Сам рискует только личным,
Не творя напрасной крови.
Он живёт, горя как спичка.
Но не злобой, а любовью.
– Триста девяносто дней до НК. Перемены —
Оглядываясь назад, Олегу не в чем было себя упрекнуть. До того, как из Шеллов были выпущены первые люди, аналитический центр проделал большую работу. Расчёты говорили о том, что если дать свободу ограниченному количеству людей и только в одном районе Города, то столкновения неизбежны. В качестве сдерживающей меры – это было бы кстати. Если бы страх удержал большинство горожан внутри Шеллов, то это позволило выиграть время на подготовку инфраструктуры.
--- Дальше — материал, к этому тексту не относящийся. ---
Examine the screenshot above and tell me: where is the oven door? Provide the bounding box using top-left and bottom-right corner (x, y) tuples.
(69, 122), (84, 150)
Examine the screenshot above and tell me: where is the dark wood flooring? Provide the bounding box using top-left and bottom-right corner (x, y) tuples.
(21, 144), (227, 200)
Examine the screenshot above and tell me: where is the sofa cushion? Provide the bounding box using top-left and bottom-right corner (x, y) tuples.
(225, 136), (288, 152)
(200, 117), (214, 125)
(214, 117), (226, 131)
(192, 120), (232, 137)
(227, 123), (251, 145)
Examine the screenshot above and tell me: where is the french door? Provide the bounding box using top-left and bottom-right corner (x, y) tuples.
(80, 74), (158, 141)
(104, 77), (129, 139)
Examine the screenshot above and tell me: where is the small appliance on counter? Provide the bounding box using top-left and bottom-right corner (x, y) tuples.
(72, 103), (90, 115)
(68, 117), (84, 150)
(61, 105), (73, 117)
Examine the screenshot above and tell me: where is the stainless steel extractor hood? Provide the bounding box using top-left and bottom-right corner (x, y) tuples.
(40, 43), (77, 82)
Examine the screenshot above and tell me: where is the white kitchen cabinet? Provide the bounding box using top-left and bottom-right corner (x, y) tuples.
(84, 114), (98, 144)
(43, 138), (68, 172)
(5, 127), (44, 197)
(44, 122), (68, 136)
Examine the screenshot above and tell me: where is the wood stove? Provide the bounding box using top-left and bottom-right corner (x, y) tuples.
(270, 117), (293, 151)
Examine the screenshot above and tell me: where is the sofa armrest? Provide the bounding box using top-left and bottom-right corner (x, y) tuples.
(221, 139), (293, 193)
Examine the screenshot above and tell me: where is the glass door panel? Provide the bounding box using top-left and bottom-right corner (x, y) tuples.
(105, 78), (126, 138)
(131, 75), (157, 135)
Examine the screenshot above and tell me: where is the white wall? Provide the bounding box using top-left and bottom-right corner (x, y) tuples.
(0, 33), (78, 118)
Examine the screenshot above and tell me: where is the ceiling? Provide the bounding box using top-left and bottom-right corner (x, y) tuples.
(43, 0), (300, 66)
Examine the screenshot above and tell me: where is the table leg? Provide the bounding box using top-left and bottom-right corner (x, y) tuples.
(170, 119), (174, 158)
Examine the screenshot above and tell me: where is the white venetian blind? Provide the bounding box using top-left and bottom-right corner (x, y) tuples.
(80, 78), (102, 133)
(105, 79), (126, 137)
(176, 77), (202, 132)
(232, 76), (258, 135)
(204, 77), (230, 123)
Так было в планах его администрации. В реальности всё пошло иначе. Вспышка «духа свободы» преодолела барьеры страха. У «реалек» выстроились очереди на вскрытие Шеллов. Энергетическая модель города, то что Кабир называл электронным двойником, обещала другую схему поведения горожан. Впрочем, аналитики и в этой ситуации отработали чётко. Корректировки в модель были внесены незамедлительно, и сдерживающая программа была переработана. К удивлению администрации, обошлось без жертв, но работы по выпуску людей были приостановлены. Олегу пришлось пережить несколько неприятных монологов со стороны супруги, но на этом всё и закончилось.